Over the course of just 12 years, Mikaela Shiffrin has accomplished a great deal, going from a 15-year-old with extraordinary skill to the most decorated female skier in history.
In her 245th race on the World Cup circuit—the global competition for the world’s best skiers—the American skier set a record with her 86th victory on Friday. Just a few weeks after surpassing the women’s record of 82 wins held by her teammate Lindsey Vonn, she moved into a tie with the legendary Ingemar Stenmark of Sweden.
In addition, Shiffrin has won seven world championship championships, seven additional medals from that biannual competition, two gold and one silver medal at the Olympics.
However, her World Cup career, which she shared with Stenmark’s legendary 86 victories, is what has perhaps made her the best skier in history. In a recent interview with The Associated Press, Stenmark himself acknowledged as much.
In March 2011, two days shy of turning sixteen, Shiffrin began her World Cup racing career in the Czech Republic. She finished outside the top 30 in a giant slalom with bib number 46, meaning she was ineligible for a rerun.
The following day she competed in her first slalom, the discipline she would go on to dominate with 52 World Cup victories to date, and once again she placed outside the top 30.
December 2011 marked Shiffrin’s maiden podium appearance.

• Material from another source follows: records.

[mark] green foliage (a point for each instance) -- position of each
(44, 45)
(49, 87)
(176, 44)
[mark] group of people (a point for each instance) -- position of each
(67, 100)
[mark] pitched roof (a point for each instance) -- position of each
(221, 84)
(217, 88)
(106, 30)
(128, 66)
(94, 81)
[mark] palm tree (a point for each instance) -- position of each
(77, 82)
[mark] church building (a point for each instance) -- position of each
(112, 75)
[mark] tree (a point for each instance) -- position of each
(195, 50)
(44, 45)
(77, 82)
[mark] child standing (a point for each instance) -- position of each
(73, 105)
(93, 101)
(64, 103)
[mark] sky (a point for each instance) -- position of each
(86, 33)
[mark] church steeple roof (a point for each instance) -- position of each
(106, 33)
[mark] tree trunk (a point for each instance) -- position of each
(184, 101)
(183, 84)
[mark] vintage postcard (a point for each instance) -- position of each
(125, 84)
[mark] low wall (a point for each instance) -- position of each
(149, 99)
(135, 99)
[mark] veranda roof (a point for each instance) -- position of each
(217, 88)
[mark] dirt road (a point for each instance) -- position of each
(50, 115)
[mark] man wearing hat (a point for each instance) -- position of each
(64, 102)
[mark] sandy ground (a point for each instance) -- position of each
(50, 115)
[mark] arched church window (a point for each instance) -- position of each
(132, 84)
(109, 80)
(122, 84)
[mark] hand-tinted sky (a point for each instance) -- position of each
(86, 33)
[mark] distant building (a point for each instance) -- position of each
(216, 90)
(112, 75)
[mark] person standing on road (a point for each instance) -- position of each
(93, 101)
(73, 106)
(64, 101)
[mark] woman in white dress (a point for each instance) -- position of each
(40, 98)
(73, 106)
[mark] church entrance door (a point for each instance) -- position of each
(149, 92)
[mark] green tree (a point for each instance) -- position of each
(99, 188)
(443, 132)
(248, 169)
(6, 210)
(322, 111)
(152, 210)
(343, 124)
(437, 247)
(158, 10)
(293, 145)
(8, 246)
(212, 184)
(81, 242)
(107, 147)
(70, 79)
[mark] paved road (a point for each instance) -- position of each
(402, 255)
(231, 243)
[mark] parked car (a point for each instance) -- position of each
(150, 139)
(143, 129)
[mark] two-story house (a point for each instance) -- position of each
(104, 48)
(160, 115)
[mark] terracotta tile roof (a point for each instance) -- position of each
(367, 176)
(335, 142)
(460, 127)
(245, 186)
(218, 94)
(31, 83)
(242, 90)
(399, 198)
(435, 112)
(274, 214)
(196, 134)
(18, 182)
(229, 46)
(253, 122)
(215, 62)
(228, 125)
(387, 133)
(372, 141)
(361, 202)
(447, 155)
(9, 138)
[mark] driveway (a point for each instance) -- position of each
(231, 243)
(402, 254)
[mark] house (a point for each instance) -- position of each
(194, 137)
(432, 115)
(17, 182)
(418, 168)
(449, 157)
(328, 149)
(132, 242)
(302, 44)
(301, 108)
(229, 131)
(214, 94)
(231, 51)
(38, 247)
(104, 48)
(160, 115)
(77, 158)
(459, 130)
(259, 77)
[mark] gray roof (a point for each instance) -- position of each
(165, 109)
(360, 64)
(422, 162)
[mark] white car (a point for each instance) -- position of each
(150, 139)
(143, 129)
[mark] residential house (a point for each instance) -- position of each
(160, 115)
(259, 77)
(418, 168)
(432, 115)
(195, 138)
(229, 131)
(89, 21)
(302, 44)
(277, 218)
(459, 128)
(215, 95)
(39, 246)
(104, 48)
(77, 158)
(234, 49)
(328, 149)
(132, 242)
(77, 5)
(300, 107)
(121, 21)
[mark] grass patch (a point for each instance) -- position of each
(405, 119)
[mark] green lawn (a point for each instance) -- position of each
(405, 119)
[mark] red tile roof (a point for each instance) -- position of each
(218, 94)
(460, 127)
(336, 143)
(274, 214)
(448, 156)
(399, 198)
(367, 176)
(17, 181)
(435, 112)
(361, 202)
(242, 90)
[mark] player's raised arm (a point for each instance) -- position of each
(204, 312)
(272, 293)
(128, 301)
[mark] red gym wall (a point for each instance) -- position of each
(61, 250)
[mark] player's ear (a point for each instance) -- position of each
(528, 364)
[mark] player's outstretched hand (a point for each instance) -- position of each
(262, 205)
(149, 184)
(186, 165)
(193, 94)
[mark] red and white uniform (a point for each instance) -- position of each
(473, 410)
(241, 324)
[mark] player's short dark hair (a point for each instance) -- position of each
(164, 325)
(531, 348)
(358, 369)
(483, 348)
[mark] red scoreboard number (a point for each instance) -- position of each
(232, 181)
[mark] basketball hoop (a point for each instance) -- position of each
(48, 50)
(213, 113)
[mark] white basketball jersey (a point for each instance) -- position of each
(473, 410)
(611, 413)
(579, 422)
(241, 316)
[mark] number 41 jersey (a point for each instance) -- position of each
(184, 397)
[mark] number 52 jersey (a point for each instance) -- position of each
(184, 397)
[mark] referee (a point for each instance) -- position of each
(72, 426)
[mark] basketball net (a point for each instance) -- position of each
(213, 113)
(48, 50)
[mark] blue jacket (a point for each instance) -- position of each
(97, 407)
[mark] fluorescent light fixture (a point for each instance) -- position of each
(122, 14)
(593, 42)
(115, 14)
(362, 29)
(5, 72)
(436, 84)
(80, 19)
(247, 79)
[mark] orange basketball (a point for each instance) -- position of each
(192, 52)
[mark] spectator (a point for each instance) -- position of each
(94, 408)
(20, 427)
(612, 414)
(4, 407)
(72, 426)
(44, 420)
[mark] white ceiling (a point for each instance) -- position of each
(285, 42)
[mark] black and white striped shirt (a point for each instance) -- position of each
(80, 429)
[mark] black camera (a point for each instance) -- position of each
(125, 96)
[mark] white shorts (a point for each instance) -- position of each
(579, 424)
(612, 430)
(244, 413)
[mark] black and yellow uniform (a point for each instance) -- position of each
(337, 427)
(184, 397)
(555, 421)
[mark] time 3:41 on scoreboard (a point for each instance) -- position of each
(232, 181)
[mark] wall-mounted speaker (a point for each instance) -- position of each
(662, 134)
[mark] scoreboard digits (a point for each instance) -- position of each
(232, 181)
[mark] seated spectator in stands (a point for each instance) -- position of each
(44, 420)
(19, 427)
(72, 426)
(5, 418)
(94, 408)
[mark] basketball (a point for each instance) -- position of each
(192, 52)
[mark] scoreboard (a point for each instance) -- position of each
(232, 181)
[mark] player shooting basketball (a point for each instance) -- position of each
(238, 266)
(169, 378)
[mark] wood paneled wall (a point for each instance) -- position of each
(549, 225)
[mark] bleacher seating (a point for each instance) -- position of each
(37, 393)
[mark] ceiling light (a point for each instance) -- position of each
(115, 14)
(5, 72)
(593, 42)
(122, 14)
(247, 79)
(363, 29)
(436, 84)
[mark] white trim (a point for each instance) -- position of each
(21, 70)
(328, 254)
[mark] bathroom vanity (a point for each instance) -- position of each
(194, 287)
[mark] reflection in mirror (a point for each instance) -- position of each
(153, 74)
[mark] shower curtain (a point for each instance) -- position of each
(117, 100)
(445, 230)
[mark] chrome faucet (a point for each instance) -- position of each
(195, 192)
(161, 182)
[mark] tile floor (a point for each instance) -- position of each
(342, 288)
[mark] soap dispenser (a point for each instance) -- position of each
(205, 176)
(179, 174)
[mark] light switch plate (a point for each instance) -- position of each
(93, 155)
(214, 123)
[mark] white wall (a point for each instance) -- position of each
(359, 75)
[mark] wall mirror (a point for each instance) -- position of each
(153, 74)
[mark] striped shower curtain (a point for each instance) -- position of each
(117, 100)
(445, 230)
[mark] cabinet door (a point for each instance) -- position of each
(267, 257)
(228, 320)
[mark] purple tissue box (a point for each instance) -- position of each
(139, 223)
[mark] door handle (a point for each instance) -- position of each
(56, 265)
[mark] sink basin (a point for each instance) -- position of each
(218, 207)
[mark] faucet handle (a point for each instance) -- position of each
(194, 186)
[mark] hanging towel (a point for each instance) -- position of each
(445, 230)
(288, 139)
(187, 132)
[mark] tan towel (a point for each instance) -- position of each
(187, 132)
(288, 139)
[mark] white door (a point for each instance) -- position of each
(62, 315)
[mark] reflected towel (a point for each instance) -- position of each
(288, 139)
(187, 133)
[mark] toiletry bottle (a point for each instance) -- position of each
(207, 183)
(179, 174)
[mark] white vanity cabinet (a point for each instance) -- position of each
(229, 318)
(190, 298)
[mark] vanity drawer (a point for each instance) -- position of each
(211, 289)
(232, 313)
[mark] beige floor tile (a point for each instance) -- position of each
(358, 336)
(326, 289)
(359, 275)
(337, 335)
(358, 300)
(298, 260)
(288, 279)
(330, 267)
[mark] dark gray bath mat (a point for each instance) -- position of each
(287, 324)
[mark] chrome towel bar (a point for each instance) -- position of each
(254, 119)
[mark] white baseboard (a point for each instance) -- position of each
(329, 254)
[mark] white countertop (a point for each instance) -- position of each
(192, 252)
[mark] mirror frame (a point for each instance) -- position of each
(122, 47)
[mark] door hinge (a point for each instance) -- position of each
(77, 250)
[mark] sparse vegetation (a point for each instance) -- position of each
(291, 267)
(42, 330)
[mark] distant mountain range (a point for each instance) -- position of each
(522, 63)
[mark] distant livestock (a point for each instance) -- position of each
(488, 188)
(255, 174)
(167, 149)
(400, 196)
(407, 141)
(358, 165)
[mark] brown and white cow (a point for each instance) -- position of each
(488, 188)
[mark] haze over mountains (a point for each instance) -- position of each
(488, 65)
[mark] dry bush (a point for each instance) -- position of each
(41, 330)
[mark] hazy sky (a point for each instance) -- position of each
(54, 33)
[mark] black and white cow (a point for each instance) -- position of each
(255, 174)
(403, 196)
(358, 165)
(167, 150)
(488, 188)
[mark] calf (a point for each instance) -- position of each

She finished third behind childhood idol Marlies Schild and Tina Maze, sporting bib number 40.
One year later on December 20, 2012, in Are, Sweden, she won her first of 86 matches—and counting—that year.
Shiffrin achieved an incredible feat that season by winning the World Cup slalom title. Prior to a thrilling World Cup Finals race in Lenzerheide, Switzerland, he added two additional victories. After losing to a rival who turned 18 three days earlier, Maze, who had a record-setting season, lost by a stunning margin in the second inning.
But what has perhaps elevated her to the status of the greatest skier in history is her World Cup career, which she shared with Stenmark’s illustrious 86 victories. Stenmark admitted as much in a recent interview with The Associated Press.
Two days before her sixteenth birthday, in March 2011, Shiffrin started her World Cup racing career in the Czech Republic. With bib number 46, she placed outside the top 30 in a giant slalom and was therefore disqualified from a repeat.
She participated in her maiden slalom the next day, a discipline she would go on to master with 52 World Cup wins to her credit, and finished outside the top 30 once more.
It marked the beginning of three consecutive titles. In just her fourth start in the fastest and riskiest discipline, she achieved her first downhill victory in Lake Louise, Canada, during the following season.
Shiffrin set a record in 2019 by winning 17 races, earning 2,204 World Cup points (second only to Maze in the history of skiing), and finishing in the top five in all but one of her 26 events.
She appeared to be headed for a fourth championship in January 2020 after winning two speed races at Bansko, Bulgaria, giving her a 370-point lead. Then there was a family tragedy.